Нормативное провозглашение всеобщего равенства, вероятно, в какой-то степени смягчает напряженность этой проблемы, но не может устранить ее полностью, поскольку необходимость дифференцированного подхода к определению прав и обязанностей различных субъектов все равно сохраняется. В этом смысле ценность равенства вступает в некоторое противоречие с ценностью справедливости, которая требует, чтобы каждое лицо пользовалось тем объемом благ, который адекватен его социальным заслугам.
Все исторически существовавшие типы человеческих обществ построены на основе власти и подчинения. Но иерархия власти не допускает возможности полного равенства между властвующим и подвластным.
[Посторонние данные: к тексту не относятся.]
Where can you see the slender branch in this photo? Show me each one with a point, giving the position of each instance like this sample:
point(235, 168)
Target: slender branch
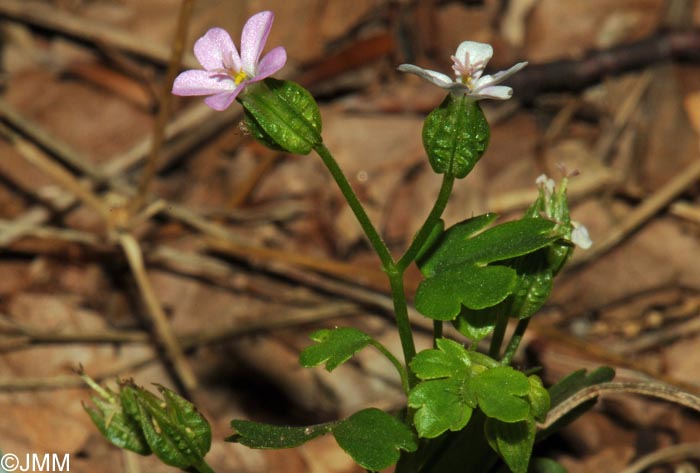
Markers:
point(162, 328)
Это означало бы, что они обладают друг в отношении друга совершенно одинаковыми возможностями, что в корне противоречит самой природе власти: тогда никто из них не сможет подчинить другого своей воле. Таким образом, сама социальная организация сопротивляется абсолютизации равенства. Более того, сам правовой принцип равенства устанавливается и поддерживается законом, который, в свою очередь, появляется как продукт сугубо вертикальной конфигурации отношений и одностороннего навязывания элитой своей воли всему остальному обществу.
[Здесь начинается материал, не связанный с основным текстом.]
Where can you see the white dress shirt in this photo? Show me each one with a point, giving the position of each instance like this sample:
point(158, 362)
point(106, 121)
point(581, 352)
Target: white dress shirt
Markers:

То же самое касается, по существу, любых обменных процессов: если представить себе правовую систему, в которой все субъекты наделены совершенно одинаковыми правами и обязанностями, то в ней никакие обменные отношения не состоятся. Обмен ведь и возможен только потому, что один из его участников располагает таким благом, которое отсутствует у другого; например, торговля, как квинтэссенция обмена, возможна только потому, что продавец и покупатель не равны, а имеют разные права и обязанности, соответствующие их функциям в системе обмена. Если покупатель, придя в магазин, обнаружит там за прилавком другого покупателя, то никакого обмена не состоится: лицу, которое вступает в правовые отношения, нужен контрагент, а не двойник [197] . Чтобы обмен произошел, необходимо усвоить различные социальные роли, то есть, по сути, отказаться от равенства.
197
См.: Пермяков Ю.Е. Правовые суждения. Самара, 2005. С. 63.
Таким образом, в реальной правовой системе нет места для равенства, если понимать его как полное тождество статусов; равенство и неравенство всегда сочетаются в тех или иных пропорциях. При этом характерно, что современное право тяготеет к тому, чтобы возводить равенство в ранг универсальной ценности и общезначимого принципа, а неравенство при этом считается чем-то нежелательным и отодвигается «в тень», хотя продолжает существовать фактически и имеет надежное формально-юридическое подкрепление.